6,000 trucks cross the Blue Water Bridge every day between Canada and the United States. Just under the bridge, Lake Huron funnels into the skinny St. Clair River on its way to south to Lake Erie. The Blue Water Bridge connects Port Huron, Michigan with Sarnia, Ontario. This is the second busiest truck crossing between the United States and Canada. With post 9/11 security, the border can get backed up for miles in both directions. A lot of these trucks are carrying garbage back and forth across the border. Canadian trash and toxic waste is going to the U.S. and American toxic waste is going to Canada.


During her first month in office, Ontario Member of Parliament for Sarnia-Lambton, Caroline Di Cocco, found out just how much toxic waste was coming into her district.


“In 1999 that year, it was over 450,000 tons. To put it in perspective, the Love Canal was 12,000 tons.”
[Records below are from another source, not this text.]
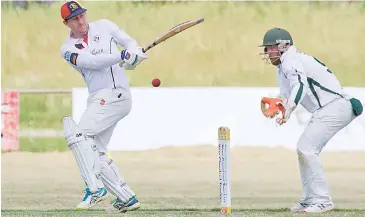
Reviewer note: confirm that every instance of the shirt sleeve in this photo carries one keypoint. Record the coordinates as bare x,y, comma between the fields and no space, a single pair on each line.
82,59
298,83
282,94
121,37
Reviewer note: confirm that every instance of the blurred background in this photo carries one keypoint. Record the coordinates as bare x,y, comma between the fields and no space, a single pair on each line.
221,52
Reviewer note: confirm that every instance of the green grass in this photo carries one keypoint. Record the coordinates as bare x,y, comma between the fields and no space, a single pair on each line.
44,111
39,144
220,52
184,213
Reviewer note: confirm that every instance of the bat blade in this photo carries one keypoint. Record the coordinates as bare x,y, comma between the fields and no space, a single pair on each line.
173,31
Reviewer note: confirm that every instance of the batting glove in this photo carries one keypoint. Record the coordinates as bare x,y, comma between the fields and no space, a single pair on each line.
130,60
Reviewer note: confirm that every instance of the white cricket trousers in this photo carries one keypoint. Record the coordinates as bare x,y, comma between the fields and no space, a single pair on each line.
325,123
104,109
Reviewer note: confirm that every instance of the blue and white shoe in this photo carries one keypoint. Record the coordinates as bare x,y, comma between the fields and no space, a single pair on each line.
91,200
120,207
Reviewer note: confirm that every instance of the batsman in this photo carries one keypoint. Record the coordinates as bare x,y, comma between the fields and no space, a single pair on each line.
91,49
305,80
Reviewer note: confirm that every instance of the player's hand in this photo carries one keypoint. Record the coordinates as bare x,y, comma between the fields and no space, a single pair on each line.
132,59
275,107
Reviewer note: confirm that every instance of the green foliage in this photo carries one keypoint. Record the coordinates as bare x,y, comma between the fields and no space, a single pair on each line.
39,144
221,51
44,111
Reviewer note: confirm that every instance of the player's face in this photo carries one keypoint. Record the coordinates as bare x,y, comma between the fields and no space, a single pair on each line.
273,53
78,24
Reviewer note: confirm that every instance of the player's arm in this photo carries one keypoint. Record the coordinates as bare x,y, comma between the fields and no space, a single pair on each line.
82,59
298,83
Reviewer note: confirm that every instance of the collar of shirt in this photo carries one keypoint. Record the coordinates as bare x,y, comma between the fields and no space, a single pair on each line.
290,50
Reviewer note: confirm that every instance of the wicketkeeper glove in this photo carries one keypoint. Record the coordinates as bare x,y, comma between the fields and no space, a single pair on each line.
130,59
275,107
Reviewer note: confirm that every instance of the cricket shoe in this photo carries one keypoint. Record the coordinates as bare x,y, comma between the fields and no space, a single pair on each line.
319,208
91,199
300,207
119,207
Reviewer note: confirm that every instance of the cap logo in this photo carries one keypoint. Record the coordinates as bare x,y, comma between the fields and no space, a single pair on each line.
73,6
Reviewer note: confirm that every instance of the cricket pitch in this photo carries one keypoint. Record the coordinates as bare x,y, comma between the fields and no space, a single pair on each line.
181,182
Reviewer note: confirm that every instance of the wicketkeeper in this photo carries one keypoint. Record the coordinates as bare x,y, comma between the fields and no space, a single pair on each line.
307,81
91,49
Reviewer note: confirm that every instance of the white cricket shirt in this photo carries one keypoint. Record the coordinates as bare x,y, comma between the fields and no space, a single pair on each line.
97,57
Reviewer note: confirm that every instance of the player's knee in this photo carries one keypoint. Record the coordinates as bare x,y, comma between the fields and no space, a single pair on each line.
305,150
Di Cocco went on a five year crusade to change the Ontario laws that govern the trade in toxic waste. She adopted the U.N. resolution known as the Basel Agreement, as her model.


“The notion from that Basel Agreement is that everybody should look after their own waste and it is not a commodity.”


Di Cocco is not alone in her fight to slow or stop the flow of garbage and toxic waste from crossing the border. Mike Bradley is the mayor of Sarnia, Ontario. He can see the backup on the Blue Water Bridge every day from his home.


“One of the ironies on this is that while Michigan is very much upset, and rightly so, with the importation of Toronto trash, there are tens of thousands of tons of untreated toxic waste coming in from Michigan crossing the Blue Water Bridge into the Clean Harbors site.”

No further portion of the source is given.